À noter, Chatmind comprend bien les prompts rédigés en français, ce qui n’est pas forcément le cas des autres outils de cette catégorie.

Pour modifier sa carte, il faut l’exporter au format Xmind pour la version gratuite. La version payante (à partir 3,99 $) permet l’export en SVG et en Markdown. Il est en revanche possible dès la version gratuite d’exporter un résultat final généré par IA en image.

En quelques semaines l’outil a déjà évolué (mode d’inscription, fonctionnalités…) et la connexion est parfois instable. On surveillera donc sa pérennité, mais actuellement on peut l’utiliser sans modération ou presque !

Le système de crédits, fixé à 1 crédit/jour, n’est pas très clair et le décompte dépend notamment du LLM choisi, mais il a été possible de faire au moins trois cartes et six exports avec un crédit.

En revanche, attention, rien n’est archivé et si l’on ferme son onglet par erreur, le travail est perdu (on peut encore le retrouver dans l’historique complet de Chrome, mais cela reste aléatoire !)

Figure 2. Chatmind génère instantanément plusieurs niveaux de branches.

GitMind AI : le plus collaboratif

GitMind est un logiciel collaboratif gratuit de cartographie mentale conçu pour le la co-création d’idées et la gestion des connaissances.

Pour se connecter à GitMind on utilise son compte Google, Facebook, Apple ou email. L’outil propose un seul plan payant, en illimité, pour 9 $/mois, ou 4 $ en abonnement annuel. L’essai gratuit est sans prépaiement. Et un système de crédits est en cours de développement pour débloquer graduellement des fonctionnalités.

On peut choisir la langue du logiciel (il y en a 10) et l’utiliser en téléchargement ou en Saas.

Comme les autres outils de mindmapping avec IA, on commence par deux options :

    1. Une carte avec IA (ChatGPT) ;
    2. Une carte sans IA.

La première option, nommée AI Mindmapping, génère une carte « avec un prompt » ou bien « à partir d’un article » (voir Figure 3). Dans ce dernier cas, elle va directement chercher l’information là où on lui demande. Attention toutefois, cela n’empêche pas une IA d’halluciner même si cela limite le risque.

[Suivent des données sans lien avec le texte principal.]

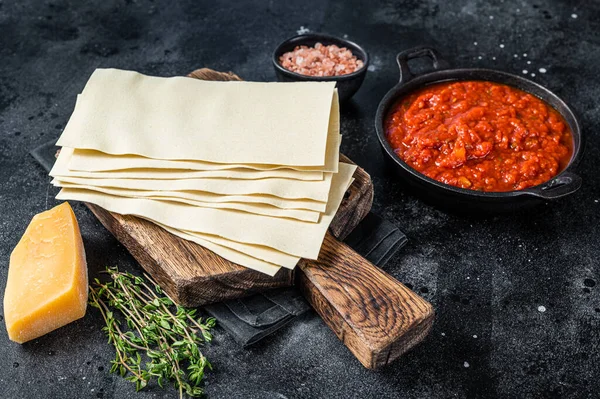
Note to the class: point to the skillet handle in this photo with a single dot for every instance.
(417, 52)
(564, 184)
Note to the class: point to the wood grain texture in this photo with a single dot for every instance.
(195, 276)
(373, 314)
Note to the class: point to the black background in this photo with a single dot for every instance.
(485, 277)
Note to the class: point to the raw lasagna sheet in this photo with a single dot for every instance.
(96, 161)
(66, 156)
(292, 237)
(227, 253)
(266, 254)
(258, 209)
(124, 112)
(284, 188)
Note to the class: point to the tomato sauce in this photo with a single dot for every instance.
(479, 135)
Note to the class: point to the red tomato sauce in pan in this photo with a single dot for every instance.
(479, 135)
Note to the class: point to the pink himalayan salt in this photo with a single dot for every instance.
(321, 60)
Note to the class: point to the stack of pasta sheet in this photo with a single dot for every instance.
(248, 170)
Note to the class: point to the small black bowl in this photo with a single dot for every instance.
(347, 85)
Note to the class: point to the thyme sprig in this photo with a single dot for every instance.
(145, 326)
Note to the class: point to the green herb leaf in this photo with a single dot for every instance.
(165, 336)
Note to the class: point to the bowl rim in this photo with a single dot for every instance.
(363, 56)
(422, 80)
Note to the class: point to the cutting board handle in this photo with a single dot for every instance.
(374, 315)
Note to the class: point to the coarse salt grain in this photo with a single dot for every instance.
(321, 60)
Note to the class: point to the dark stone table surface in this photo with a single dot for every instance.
(517, 297)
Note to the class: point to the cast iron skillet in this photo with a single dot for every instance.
(459, 199)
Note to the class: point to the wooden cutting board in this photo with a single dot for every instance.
(376, 317)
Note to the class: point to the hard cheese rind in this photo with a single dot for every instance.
(47, 278)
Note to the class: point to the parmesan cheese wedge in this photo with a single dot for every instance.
(47, 279)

Pour l’option avec prompts, la version gratuite est limitée à 20 maximum, mieux vaut donc ne l’activer que si le sujet est bien défini. Une fois la carte générée, on peut la modifier en spécifiant le nombre de branches à ajouter, sous forme de questions ou d’idées, etc.

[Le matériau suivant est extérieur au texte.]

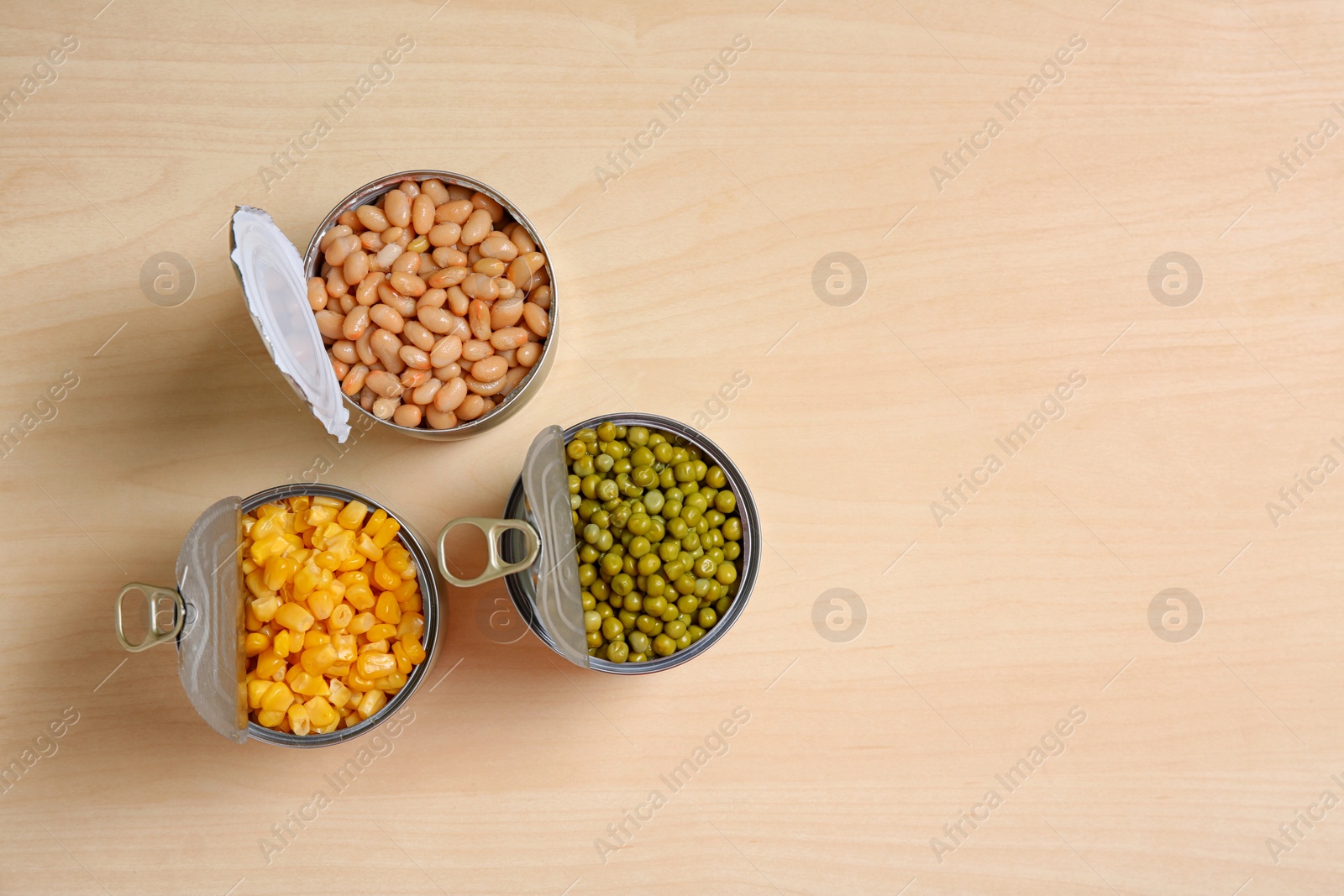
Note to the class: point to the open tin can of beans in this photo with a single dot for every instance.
(212, 616)
(425, 301)
(636, 566)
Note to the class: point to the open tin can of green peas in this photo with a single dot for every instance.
(655, 548)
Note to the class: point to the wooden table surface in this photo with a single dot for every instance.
(947, 688)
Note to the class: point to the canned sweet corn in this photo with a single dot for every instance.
(304, 616)
(551, 578)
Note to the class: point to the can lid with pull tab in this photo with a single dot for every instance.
(207, 618)
(541, 547)
(272, 273)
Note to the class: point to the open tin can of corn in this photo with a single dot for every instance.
(304, 616)
(629, 543)
(427, 302)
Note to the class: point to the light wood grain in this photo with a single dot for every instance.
(696, 264)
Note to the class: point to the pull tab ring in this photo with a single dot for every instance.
(154, 594)
(495, 566)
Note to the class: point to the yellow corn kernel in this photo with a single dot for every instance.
(412, 624)
(366, 547)
(371, 703)
(255, 644)
(393, 683)
(353, 515)
(387, 532)
(295, 617)
(318, 660)
(387, 609)
(340, 617)
(319, 516)
(375, 665)
(358, 683)
(385, 578)
(320, 712)
(355, 562)
(279, 571)
(398, 560)
(322, 604)
(299, 720)
(360, 597)
(257, 689)
(344, 647)
(277, 698)
(269, 719)
(413, 649)
(311, 685)
(268, 664)
(381, 631)
(262, 551)
(374, 521)
(265, 607)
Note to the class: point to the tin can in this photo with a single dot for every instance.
(533, 547)
(206, 618)
(275, 282)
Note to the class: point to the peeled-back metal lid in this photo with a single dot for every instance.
(272, 273)
(555, 595)
(210, 645)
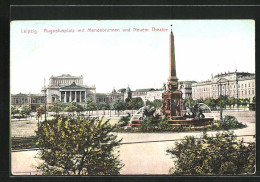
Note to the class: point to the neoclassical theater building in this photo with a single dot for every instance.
(67, 88)
(233, 84)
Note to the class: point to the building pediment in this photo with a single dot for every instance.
(73, 86)
(222, 80)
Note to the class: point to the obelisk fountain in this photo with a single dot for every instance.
(172, 103)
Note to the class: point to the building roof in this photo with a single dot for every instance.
(66, 76)
(73, 86)
(147, 90)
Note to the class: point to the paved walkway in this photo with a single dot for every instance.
(143, 158)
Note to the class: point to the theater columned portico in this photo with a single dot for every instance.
(73, 93)
(73, 96)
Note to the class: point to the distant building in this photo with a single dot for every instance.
(108, 98)
(185, 88)
(149, 94)
(234, 84)
(32, 100)
(67, 89)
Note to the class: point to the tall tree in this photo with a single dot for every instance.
(232, 101)
(90, 106)
(189, 102)
(223, 154)
(103, 106)
(78, 147)
(25, 110)
(135, 103)
(118, 105)
(14, 110)
(57, 107)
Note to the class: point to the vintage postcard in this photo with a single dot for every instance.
(132, 97)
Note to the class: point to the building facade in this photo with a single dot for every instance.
(32, 100)
(108, 98)
(67, 88)
(148, 94)
(186, 88)
(233, 84)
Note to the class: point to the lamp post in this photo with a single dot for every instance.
(220, 98)
(45, 103)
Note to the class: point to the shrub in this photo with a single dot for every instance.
(124, 120)
(223, 154)
(230, 122)
(78, 147)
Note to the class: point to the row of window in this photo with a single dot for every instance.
(67, 81)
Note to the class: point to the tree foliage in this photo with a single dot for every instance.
(25, 110)
(78, 147)
(156, 103)
(57, 107)
(210, 156)
(90, 105)
(135, 103)
(118, 105)
(14, 110)
(189, 102)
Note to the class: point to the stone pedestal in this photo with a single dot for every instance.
(172, 104)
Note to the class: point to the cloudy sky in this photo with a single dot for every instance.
(116, 59)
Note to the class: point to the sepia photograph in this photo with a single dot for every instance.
(132, 97)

En pratique, plutôt que de passer plusieurs prompts à définir sa pensée, ne pas hésiter à lui redemander le même prompt à quelques jours d’intervalle : la première fois que nous lui avons demandé « Génère une liste hiérarchisée des médias de la finance », nous n’avons obtenu qu’une typologie thématique et pour obtenir le nom de sources/médias nous avons dû demander à son IA d’ajouter des branches, avec plus ou moins de succès (elle génère du texte, qu’il faut remettre dans une forme adaptée à une mindmap). La même requête, quelques jours plus tard, a été bien plus pertinente ! Elle a donné, au premier niveau, le type de sources (Études de marché, sites d’actualité…) et au deuxième niveau, cinq branches avec le nom des sources. Si besoin, l’IA va même jusqu’à créer une mindmap sur trois niveaux, pour générer une liste claire de sources. Seul bémol, malgré un prompt en français, toutes les sources sont en anglais !

Dans le second cas (sans IA), on choisit New Mindmap pour réaliser une carte manuellement, avec des modèles ou non. Quel que soit son choix, les options gratuites seront beaucoup plus complètes et nombreuses, que les outils classiques connus jusqu’à présent. On peut ainsi ajouter des images, des stickers, des notes, des liens, etc.

Le collaboratif, valeur ajoutée mise en avant par l’outil, est possible dès la version gratuite (expliquée dans les FAQ) en créant une « planète » de cinq membres maximum, avec lesquels partager jusqu’à dix cartes mentales et 30 images par carte.

Pour aller plus loin, GitMind propose des formations en gestion des connaissances, notamment aux écoles et aux univer­sités. Pour un usage individuel, on con­seillera leur chaîne YouTube, qui fourmille de cas d’usages sous forme de tutoriels.

 

Figure 3 : GitMind permet de générer une carte mentale à partir d’un article.